Foto. ARMH

No pasarán. Ese fue el lema de la resistencia numantina de la República en Madrid cuando las fuerzas del general Franco asediaban una ciudad que, frente a la lógica militar, ponía el coraje y la pasión de quienes no querían ver morir el sueño de una democracia nacida al abrigo de los sueños de poetas, escritoras y políticos que deseaban construir una España diferente, de progreso y bienestar.

Una España trucada por la bota militar de una guerra civil cainita y bárbara de la que hoy aún las cunetas de España son testigos mudos de la muerte y del disparo, de los huesos carcomidos por un tiempo inexacto en donde la justicia parece haberse detenido en esa suerte gratuita de incoherencia que sitúa a nuestro país entro uno de los pocos en donde los muertas y las muertas del bando vencido siguen esperando a ser rescatados del anonimato de la tierra yerma.  Son muchos los Lorca  y las Julia Conesa que piden hoy no ser borrados de la historia  para ser ejemplo de lo que nunca más se debe volver a repetir.

Pero hoy, ochenta años después,  la memoria borrada parece ser la mejor receta que muchos quieren dar a las nuevas generaciones de una España en donde el recuerdo de la guerra civil, de la represión y el exilio parece desdibujado, olvidado como los muertos de las cunetas y enterrados en el rincón inhóspito de una democracia maniatada por los pactos de la transición democrática, acuerdos entonces necesarios pero hoy superados en algo tan fundamental como la memoria histórica, esa que debe acompañar necesariamente a los pueblos y a la educación de quienes conforman las sociedades, esa que debe servir a mayores y jóvenes como elementos configuradores de la voluntad colectiva de una sociedad que debe no olvidar jamás lo que pasó y cómo pasó.

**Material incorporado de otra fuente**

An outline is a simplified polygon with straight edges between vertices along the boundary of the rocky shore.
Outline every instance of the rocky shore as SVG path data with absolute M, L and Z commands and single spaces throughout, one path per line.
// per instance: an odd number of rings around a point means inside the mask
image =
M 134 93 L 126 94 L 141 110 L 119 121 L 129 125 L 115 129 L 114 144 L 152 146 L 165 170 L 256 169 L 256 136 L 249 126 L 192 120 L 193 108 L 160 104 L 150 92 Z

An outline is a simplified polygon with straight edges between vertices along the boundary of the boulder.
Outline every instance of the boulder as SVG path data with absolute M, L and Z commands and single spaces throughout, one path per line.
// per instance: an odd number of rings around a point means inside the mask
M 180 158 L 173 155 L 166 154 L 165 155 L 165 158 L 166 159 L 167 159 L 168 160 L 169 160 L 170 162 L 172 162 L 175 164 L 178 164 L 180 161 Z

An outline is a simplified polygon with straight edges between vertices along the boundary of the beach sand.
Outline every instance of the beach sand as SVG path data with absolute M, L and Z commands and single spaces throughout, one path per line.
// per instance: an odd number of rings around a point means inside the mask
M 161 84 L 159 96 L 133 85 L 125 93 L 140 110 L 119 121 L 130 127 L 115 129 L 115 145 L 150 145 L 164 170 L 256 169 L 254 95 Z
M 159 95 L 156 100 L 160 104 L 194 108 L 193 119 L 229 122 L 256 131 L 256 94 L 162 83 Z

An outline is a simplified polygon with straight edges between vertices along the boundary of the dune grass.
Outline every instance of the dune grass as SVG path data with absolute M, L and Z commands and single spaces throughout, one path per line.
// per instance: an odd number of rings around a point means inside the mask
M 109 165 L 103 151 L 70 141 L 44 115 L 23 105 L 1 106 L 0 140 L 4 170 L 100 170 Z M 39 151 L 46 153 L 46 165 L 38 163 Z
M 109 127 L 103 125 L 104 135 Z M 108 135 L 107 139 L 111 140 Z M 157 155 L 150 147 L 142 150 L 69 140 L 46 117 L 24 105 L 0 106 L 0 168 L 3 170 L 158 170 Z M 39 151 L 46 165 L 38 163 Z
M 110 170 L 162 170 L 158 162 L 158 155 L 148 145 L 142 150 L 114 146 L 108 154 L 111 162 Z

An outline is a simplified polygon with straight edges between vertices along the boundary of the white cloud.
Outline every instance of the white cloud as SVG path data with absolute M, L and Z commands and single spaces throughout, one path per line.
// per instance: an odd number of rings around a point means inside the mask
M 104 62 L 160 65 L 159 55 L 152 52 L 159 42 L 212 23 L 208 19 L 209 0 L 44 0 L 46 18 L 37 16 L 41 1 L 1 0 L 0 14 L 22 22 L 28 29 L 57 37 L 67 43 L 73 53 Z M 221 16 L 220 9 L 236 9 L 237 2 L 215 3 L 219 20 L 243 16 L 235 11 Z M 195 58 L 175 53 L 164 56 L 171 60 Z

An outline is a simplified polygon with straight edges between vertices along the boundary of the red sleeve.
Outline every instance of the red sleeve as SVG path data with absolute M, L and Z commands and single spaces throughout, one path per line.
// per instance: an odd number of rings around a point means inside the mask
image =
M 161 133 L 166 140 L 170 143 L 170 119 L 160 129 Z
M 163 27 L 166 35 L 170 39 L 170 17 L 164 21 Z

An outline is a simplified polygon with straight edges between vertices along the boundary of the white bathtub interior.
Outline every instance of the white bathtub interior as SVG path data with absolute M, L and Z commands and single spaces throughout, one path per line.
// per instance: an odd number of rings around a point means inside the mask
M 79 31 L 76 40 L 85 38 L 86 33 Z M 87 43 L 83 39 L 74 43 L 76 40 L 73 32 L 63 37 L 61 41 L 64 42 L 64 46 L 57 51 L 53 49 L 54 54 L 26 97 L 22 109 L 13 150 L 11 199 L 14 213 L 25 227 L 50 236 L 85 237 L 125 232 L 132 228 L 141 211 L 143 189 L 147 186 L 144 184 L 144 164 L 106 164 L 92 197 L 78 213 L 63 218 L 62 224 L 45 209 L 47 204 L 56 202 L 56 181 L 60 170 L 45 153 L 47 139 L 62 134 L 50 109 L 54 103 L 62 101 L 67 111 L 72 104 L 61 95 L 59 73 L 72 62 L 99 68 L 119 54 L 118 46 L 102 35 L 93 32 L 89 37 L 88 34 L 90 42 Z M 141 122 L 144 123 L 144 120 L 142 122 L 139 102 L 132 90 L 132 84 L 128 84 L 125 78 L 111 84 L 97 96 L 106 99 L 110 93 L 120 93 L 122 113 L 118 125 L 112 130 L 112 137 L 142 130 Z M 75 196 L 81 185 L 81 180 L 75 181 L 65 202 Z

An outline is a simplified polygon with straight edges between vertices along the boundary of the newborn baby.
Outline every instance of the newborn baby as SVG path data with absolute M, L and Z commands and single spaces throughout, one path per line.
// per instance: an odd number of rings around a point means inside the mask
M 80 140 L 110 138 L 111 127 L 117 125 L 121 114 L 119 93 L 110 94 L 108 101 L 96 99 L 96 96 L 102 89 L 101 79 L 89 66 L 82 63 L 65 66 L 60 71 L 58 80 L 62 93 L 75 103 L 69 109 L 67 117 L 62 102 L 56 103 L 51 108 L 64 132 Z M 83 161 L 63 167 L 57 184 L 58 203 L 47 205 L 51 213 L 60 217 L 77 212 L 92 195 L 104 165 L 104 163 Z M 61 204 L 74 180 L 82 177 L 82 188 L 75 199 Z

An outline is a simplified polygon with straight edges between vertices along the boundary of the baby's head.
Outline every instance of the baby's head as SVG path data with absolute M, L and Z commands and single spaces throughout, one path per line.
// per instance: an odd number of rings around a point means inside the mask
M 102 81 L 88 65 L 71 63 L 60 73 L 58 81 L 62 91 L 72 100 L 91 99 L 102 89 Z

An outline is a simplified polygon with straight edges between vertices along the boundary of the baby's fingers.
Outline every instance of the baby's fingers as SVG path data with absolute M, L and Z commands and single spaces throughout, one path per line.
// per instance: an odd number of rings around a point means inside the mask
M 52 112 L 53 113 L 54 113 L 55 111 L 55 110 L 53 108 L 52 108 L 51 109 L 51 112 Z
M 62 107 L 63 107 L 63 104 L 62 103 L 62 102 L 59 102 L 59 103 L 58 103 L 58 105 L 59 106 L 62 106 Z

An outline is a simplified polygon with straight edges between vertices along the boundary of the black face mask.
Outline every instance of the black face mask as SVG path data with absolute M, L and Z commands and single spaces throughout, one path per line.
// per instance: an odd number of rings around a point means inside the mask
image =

Y es que hoy, ochenta años después, es tiempo de dar dignidad, de sembrar la justicia en los campos de un país que debe recordar y enseñar los lugares de la memoria colectiva de un pueblo y hacerlo además desde la normalidad y la aceptación de una historia real y común que configuró nuestro país. Debe ser este el acuerdo y el consenso al que deberían aspirar las fuerzas políticas y sociales para la construcción de una hoja de la ruta de la memoria, objetiva y sin revanchismos que parta de la aplicación de la Ley de Memoria Histórica y que además haga de la educación en los centros escolares motor del recuerdo enseñando lo que pasó, cómo pasó y por qué pasó.

En definitiva, los pueblos que no recuerdan su historia están condenados a repetirla. Sólo desde la dignidad y la justicia podremos asegurar que la sinrazón, el odio y el totalitarismo no venzan a la democracia y la tolerancia, y que el “no pasarán” sea eterno frente a la oscuridad de quienes claman hoy nuevos frentismos y odios entre diferentes.